Sign in to view source links and access this dataset
Description
5,287 Chinese question-answer pairs form a training set for large language models in mining engineering. The dataset, created by a Hefei University of Technology student project, covers six modules including laws, specifications, and safety cases. An enhanced version includes chain-of-thought annotations to improve model reasoning.
Use Cases
Fine-tune language models on Chinese mining engineering concepts based on the 'concept' module.
Evaluate model understanding of industrial safety regulations based on the 'law' and 'safety' modules.
Benchmark model performance on domain-specific reasoning tasks based on the chain-of-thought enhanced dataset.

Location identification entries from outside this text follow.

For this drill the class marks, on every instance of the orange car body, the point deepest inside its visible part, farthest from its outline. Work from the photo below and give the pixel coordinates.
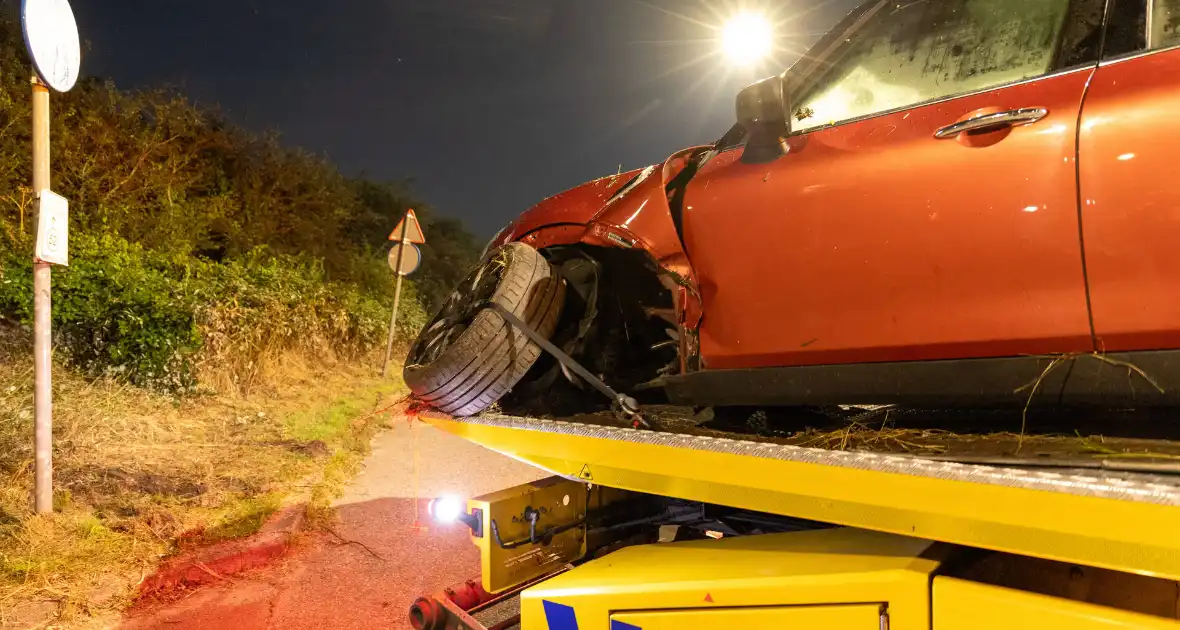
(871, 241)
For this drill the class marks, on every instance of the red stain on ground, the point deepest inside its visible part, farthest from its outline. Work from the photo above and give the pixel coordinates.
(327, 583)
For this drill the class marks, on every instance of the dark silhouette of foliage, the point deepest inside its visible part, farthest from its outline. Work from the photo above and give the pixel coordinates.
(195, 238)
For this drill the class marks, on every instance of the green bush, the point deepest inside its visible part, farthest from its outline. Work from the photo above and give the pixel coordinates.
(159, 321)
(201, 250)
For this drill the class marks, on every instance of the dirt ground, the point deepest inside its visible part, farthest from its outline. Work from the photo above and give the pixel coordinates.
(374, 563)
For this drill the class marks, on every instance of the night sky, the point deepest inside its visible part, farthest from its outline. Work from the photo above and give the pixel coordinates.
(487, 105)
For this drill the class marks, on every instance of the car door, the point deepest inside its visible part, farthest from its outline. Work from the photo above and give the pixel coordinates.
(887, 234)
(1131, 195)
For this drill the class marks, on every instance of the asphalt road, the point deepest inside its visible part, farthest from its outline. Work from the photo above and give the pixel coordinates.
(326, 583)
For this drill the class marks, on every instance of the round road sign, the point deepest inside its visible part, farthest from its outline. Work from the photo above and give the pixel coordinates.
(411, 260)
(51, 35)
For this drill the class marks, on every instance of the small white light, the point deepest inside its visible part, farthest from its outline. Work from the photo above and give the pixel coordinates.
(747, 38)
(447, 509)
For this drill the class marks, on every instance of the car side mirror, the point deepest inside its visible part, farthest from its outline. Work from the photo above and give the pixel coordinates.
(764, 112)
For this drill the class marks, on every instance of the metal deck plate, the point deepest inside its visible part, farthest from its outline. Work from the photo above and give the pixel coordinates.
(1125, 522)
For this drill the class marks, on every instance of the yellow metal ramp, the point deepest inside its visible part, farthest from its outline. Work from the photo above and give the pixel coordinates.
(1125, 522)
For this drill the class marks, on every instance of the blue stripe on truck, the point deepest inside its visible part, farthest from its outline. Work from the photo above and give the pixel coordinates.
(559, 616)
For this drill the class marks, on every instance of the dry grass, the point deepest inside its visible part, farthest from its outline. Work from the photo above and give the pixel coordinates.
(136, 472)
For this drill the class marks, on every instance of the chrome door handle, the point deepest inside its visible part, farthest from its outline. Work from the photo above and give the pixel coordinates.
(1023, 116)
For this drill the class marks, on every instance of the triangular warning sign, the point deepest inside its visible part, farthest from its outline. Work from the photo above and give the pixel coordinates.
(413, 230)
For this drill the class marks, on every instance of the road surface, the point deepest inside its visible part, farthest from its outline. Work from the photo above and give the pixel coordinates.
(325, 583)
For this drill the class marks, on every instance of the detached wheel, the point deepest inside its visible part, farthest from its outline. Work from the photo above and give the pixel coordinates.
(467, 358)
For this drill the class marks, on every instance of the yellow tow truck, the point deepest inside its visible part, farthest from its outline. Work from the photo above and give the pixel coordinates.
(797, 538)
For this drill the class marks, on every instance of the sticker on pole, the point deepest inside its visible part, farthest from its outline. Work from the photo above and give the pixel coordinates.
(52, 229)
(408, 229)
(405, 258)
(51, 35)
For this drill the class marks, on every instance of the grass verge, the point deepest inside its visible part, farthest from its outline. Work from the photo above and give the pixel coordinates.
(139, 476)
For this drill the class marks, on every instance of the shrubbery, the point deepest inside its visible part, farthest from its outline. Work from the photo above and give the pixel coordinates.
(198, 250)
(161, 320)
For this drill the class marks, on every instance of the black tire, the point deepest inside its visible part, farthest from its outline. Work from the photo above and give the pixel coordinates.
(467, 358)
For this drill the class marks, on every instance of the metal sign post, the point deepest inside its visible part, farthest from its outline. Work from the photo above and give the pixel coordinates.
(43, 347)
(405, 257)
(51, 35)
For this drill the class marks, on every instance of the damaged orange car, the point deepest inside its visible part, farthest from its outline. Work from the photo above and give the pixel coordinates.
(941, 204)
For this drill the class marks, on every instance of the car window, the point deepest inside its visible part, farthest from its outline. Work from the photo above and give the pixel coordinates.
(1165, 24)
(913, 51)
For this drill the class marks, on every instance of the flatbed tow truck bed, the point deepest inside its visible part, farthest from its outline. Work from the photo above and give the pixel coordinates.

Train models to generate technical specifications based on the 'specifications' module.
Strengths
Contains 5,287 high-quality question-answer pairs for supervised fine-tuning.
Covers six distinct knowledge modules: laws, specifications, concepts, safety cases, forum experience, and synthesis.
Offers a separate chain-of-thought enhanced version designed to improve logical reasoning.
Limitations
Column-level documentation is absent; field semantics must be inferred after download.
Row count for the evaluation set is unknown, which may limit suitability assessment.
Data may reflect the specific focus and source bias inherent to its academic project origin.
Provenance
Source
Hefei University of Technology student innovation project (author: acnul).
Collection Method
Constructed as part of a university-level innovation training program.
Freshness
Last updated 2025-07-24 00:02:53; freshness should be verified.
License is unknown; terms of use must be verified before application.